Loved the first half, I fell apart completely in the middle and nearly gave up (but no DNF wohoo), the final 50 pages gave me a little boost and bumped my rating up to 3.
Desperately need to read something written by a woman now to realign myself!
A fun romp through early 2000s Hollywood, pre-social media and smartphones, but still full of all the hubris and vapidity that's been part of the scene for generations. Wagner does a good job at humanizing some characters and dehumanizing others, and at creating an ample cast of three-dimensional (insofar as Hollywood allows that to be possible) fictional characters and inserting them deftly into a "real" Hollywood in which known stars appear. The book surveys and skewers all aspects of La La Land and the worlds it creates - petty jealousy and opportunism, self-centeredness as religion, pseudo-Buddhism, extreme fascination with lookalikes, pervy old men, pervy young men, and the delicious, public cycle of "fall and redemption", and so on.
As an aside, this book struck me as an odd, unintentional companion piece to Bret Easton Ellis's "Glamorama", which was written a few years earlier (or, just on the other side of 9/11, which features very prominently as a leitmotiv in "Still Holding") and very much in the same fictional headspace, albeit minus the international terrorism ring...
There's something refreshingly unforgiving in Bruce Wagner's lacerating Hollywood satire; those readers who've had a love/hate relationship with the movie business, an attraction-repulsion dynamic that loves movies themselves and yet is sickened by the business culture that makes it possible, will find the nasty laughs here telling, truthful, and an overdue joy to read. Anyone else who desire something redeeming to emerge from all the bad faith, a kind act or sacrifice arising from some forgotten reservoir of decency would be better off seeking less severe wit. Wagner mines the old joke about Hollywood that "underneath the tinsel there's more tinsel", and obviously appreciates Jean Baudrillard's theories on simulacra, where the slavish and stylized impression has replaced the real; set this heady abstraction on to the business of celebrity lookalikes and the community that arises among them, we get a twisting , fun house mirror of Hollywood , a parallel existence that mimes the worst and most inane features of the stars they imitate. Wagner, in addition, writes like a wizard who knows where all the bodies are buried and the garbage is dumped.

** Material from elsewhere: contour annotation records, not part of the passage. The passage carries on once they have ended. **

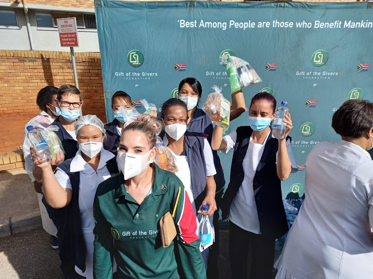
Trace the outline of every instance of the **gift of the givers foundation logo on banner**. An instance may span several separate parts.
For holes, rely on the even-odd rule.
[[[349,92],[348,98],[349,100],[361,99],[364,97],[364,91],[362,88],[356,88],[352,89]]]
[[[133,67],[139,67],[144,63],[144,55],[138,50],[132,50],[127,55],[127,61]]]
[[[264,87],[264,88],[262,88],[262,90],[259,91],[259,93],[262,92],[268,92],[272,96],[274,96],[274,93],[273,93],[273,89],[271,88],[271,87]]]
[[[233,50],[224,50],[223,51],[221,52],[221,53],[220,54],[220,55],[219,56],[219,62],[221,63],[223,61],[223,58],[224,56],[228,56],[228,55],[230,55],[231,56],[236,56],[236,53],[235,53]],[[222,65],[224,67],[227,67],[227,61],[225,62]]]
[[[113,237],[114,237],[114,238],[115,238],[117,240],[119,239],[119,234],[117,230],[112,227],[110,229],[110,232],[111,233],[111,235],[113,236]]]
[[[325,65],[328,61],[328,53],[324,50],[318,50],[313,53],[311,58],[312,64],[317,67]]]
[[[315,125],[311,122],[306,122],[300,126],[299,133],[303,137],[309,137],[315,132]]]
[[[171,98],[179,98],[178,88],[176,88],[171,91]]]
[[[304,186],[301,183],[294,183],[290,187],[289,191],[294,194],[301,194],[304,190]]]

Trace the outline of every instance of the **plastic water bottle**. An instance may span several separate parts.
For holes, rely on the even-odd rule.
[[[202,206],[202,212],[205,213],[208,210],[208,206]],[[211,226],[208,216],[202,216],[198,227],[198,234],[199,240],[203,246],[208,246],[211,242]]]
[[[276,117],[273,121],[272,126],[272,138],[281,140],[285,136],[286,126],[284,125],[283,117],[286,114],[287,109],[287,102],[281,102],[281,106],[276,110]]]
[[[232,93],[237,92],[241,89],[241,83],[240,83],[240,77],[238,76],[237,69],[233,64],[230,55],[228,57],[227,64],[227,71],[228,72],[228,79],[231,85],[231,91]]]
[[[53,155],[51,149],[48,145],[45,140],[41,136],[40,131],[34,129],[34,127],[30,125],[26,129],[27,130],[27,138],[34,147],[36,148],[36,152],[39,152],[38,158],[39,160],[44,160],[48,161],[52,159]]]

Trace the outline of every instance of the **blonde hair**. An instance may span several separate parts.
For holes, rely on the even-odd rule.
[[[158,121],[157,121],[157,122],[159,122]],[[133,131],[141,132],[145,134],[147,137],[150,149],[152,149],[155,146],[156,143],[157,143],[156,129],[155,127],[153,127],[153,123],[154,123],[154,122],[151,121],[134,121],[124,127],[124,129],[123,129],[123,132],[122,132],[121,137],[123,137],[124,133],[127,131]]]

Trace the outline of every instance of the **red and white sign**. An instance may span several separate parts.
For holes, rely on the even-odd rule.
[[[61,47],[79,47],[77,19],[75,17],[57,19]]]

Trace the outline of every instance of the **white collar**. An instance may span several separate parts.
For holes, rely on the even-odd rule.
[[[365,156],[369,158],[370,159],[372,158],[371,157],[371,155],[369,154],[369,153],[368,153],[368,151],[367,151],[366,150],[364,149],[363,148],[357,144],[355,144],[355,143],[353,143],[351,141],[348,141],[344,140],[341,140],[339,141],[339,143],[343,145],[345,145],[345,146],[350,147],[350,148],[354,149],[354,150],[358,152],[359,153],[361,154],[362,156]]]
[[[106,165],[106,162],[115,156],[112,153],[103,149],[101,149],[100,154],[100,161],[98,163],[98,167],[97,170],[101,169]],[[92,174],[96,172],[94,171],[88,163],[86,162],[82,156],[82,151],[78,150],[75,157],[73,158],[70,164],[70,172],[83,172],[84,173]]]

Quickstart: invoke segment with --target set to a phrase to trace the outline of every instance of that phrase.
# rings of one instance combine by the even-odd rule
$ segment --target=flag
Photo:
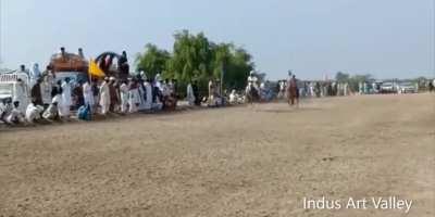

I saw this writer along with William Gibson at the LA Times Festival of Books and was impressed enough to pick up this book. On the whole I enjoyed it but I must admit that I prefer Bruce Wagner the culture critic to Bruce Wagner the writer. I think his dressing down of Hollywood, celebrity culture and trappings is very well done (maybe even laid the blueprint for Tropic Thunder) but I think the narrative and plot arcs got a litle loopy and a little contrived at times. It is at times very funny though, and I thought the characters were interesting and well written. Recommend for anyone interested in celebrity culture.
The third novel in the "Cellular Trilogy" (first two: I'm Losing You and I'll Let You Go), this is a raunchy, caustic, scathing, and funny satire of insider Hollywood, intermingling real and fictional names. It's entertaining and sometimes appalling--over the top. The writer seems to be someone who knows the territory.
I'm a fan of miserablism. But there's an art to it. This book is so over-the-top in it's series of terrible situations, that it is frankly funny. But funny without real wit. Like the mirror image of the worst chicklit, proving that one extreme is just as bad as the other.
Solid expose of the hypocrisies of modern Hollywood, but I felt the editor failed us in not cutting off some of the bloat. Too much meandering irreverent asides drown a scathing critique somewhere in there.
If I had never been to LA before reading this book, I would probably never go. It's strange to read a book where the only character who is not a complete jerk--or actually crazy--is a movie star.
Another tale of Hollywood weirdness. Darker and less fun than James Frey's Bright Shiny Morning with overly ample smatterings of Buddhism. Not one I'll be passing on to others.
Characters so one dimensional it was painful - it tried so hard to appeal to what people think of as Hollywood stereotypes that it came across as pathetic.